誉の喉が鳴り、戸惑いと欲望の混じった表情が一瞬現れた。しかし、すぐに首を振ってそれを消す。
「こんな形では手を出したくない」
仕掛けているのは明らかに紗耶香の方なのに、誉はまるで自分が悪いかのように言う。
「据え膳食わぬは?」
思わず離れそうになった体をギュッと力強く押し付けて紗耶香が問う。
「俺の恥で、紗耶香さんの恥の痛み分けにしよう」
誉がきっぱりといった。
「誉の気持ちは分かった」
泣かないように上を向いて紗耶香はその身を誉から離した。
「じゃあ、これでさようならだね」
どこかすっきりした気分で、紗耶香は誉に微笑みかけた。
「いいや、来年もスケジュールは空けておいて」
そう返してきた誉に紗耶香は目を見開いた。
「どこまで身勝手なの」
「分かってるでしょう?」
「……うん」
紗耶香は小さく息を吐く。この魅力的なお誘いを突っぱねられる強さはどこにも残っていなかった。
「一つ提案があるんだけれど」
誉が会話を続けるように言葉を紡いだ。
「恋人はすぐに別れるイメージしかないからそんな関係にはどうしてもなりたくない」
「うん」
紗耶香は、どう足掻いても恋人になれない理由をこれから聞かされるのだと覚悟して目を閉じた。
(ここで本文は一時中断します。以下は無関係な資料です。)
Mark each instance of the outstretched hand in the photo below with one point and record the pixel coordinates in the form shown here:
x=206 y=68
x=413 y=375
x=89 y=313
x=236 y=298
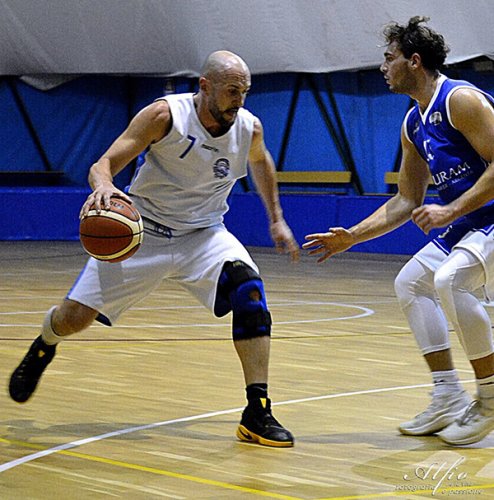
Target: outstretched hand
x=428 y=217
x=101 y=198
x=283 y=239
x=336 y=240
「末永く幸せに暮らしましたって、エンドマークを紗耶香さんとなら、つけても良い」
「は?」
想像と違う言葉が耳に届いて紗耶香は目を開いた。
「考えたんだけど。俺の人生から紗耶香さんが居なくなるのはどうしても嫌なんだよね」
「……」
返す言葉を探している紗耶香に誉が畳みかける。
「人生は小説よりも奇妙なものらしいしさ……最も。俺が読者なら何だこの展開はって、本を投げるぐらいひどい話だけれど」
紗耶香は吹き出し、誉は複雑な表情でそれを見守った。
人間関係を計算し尽くしてきた誉にもこの先の最適解はなかなか出せそうにないらしいと紗耶香はそんな誉の頭を撫でる。
急にコオロギが五月蝿く鳴き出した。それはまるで、2人の友情物語、その幕引きに拍手を送っているようにも聞こえた。